Many occupations require spouses to be separated for extended periods of time. I find myself in one of them. I entered trucking when I discovered I was a soon-to-be father. Working in manufacturing and living paycheck to paycheck, I knew I needed to make changes. So, I signed a 10-month contract with a mega fleet and left my crying, pregnant girlfriend (now wife), at the Greyhound station in hopes of providing a better life for us. This career was not just a sacrifice I was making, but one we made together.
Maintaining a relationship as a trucker can be challenging. Looking back over our developmental arch, I can truly say we have a relationship "forged in flames" meaning, we’ve seen some stuff. Despite all the stress and pressure, we grew closer and strengthened our bond to the point where we wouldn't change a thing in our past because it led us to where we are now.
To say trucking has had an impact on my relationship would be an understatement. My wife and I were able to overcome many obstacles, simply because we sought the advice of people that were older and wiser. It was a form of preventive maintenance for our relationship. I was able to find audiobooks and podcasts that were edutainment, (Educational and entertaining). From there, we learned what healthy relationships looked like, and what some common mistakes were.

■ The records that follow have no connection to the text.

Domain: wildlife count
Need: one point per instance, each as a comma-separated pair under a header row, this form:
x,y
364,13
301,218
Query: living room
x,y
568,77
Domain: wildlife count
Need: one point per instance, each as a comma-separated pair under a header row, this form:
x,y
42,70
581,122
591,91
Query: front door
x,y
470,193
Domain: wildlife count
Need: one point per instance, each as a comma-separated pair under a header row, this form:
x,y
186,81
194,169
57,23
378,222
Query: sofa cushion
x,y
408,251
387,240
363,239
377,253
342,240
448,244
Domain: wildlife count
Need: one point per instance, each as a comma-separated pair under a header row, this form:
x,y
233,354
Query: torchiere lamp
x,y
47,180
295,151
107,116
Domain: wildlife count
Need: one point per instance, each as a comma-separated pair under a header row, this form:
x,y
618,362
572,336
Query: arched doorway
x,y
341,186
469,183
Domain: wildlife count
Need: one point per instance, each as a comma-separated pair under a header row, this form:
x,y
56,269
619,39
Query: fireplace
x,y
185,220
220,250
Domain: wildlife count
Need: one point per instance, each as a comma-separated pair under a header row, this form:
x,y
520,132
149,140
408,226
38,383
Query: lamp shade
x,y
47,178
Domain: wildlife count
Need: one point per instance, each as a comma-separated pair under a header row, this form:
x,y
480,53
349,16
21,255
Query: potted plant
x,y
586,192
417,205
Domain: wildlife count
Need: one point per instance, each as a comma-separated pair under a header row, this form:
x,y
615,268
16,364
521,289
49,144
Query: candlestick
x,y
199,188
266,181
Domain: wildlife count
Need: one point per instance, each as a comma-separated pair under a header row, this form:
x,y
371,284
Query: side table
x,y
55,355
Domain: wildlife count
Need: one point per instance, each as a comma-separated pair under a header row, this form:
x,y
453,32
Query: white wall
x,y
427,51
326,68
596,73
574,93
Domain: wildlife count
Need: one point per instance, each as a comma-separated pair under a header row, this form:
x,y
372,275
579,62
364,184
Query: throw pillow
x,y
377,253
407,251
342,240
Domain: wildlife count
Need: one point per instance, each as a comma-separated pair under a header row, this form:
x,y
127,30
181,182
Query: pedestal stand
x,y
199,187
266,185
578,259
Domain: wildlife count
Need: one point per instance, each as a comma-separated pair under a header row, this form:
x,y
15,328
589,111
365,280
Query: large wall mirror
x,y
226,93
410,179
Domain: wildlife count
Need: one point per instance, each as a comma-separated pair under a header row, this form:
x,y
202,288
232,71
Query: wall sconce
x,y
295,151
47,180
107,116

I've experienced firsthand and witnessed the consequences of OTR Trucking on relationships. Several men I’ve trained had problems adjusting to the new lifestyle. I’ve witnessed divorce, and have heard numerous horror stories about relationships gone sour. A question I frequently ask old-school truckers is, "Was it worth it?". The most common response I get is "No". I can't help but ask myself if I would feel the same after 30+ years.
Now, for some unsolicited advice. If I could go back in time to my younger self there are three points that I'd share: communication, effort, and passion. Talking about our feelings keeps our fingers on the pulse of the relationship. This helps us feel like both parties are putting in the effort to make the relationship a success. Finally, learn how to create passion, especially for long-term relationships.
After 8 years with my spouse, we still boast chemistry that I rarely see in our peers. I attribute a lot of our success to the fact that, with my job, I have the time to put the effort into studying relationships. The most significant value I take from trucking is not the money I make, but the ideas I expose myself to. In this way, trucking has been the best thing that’s ever happened to me.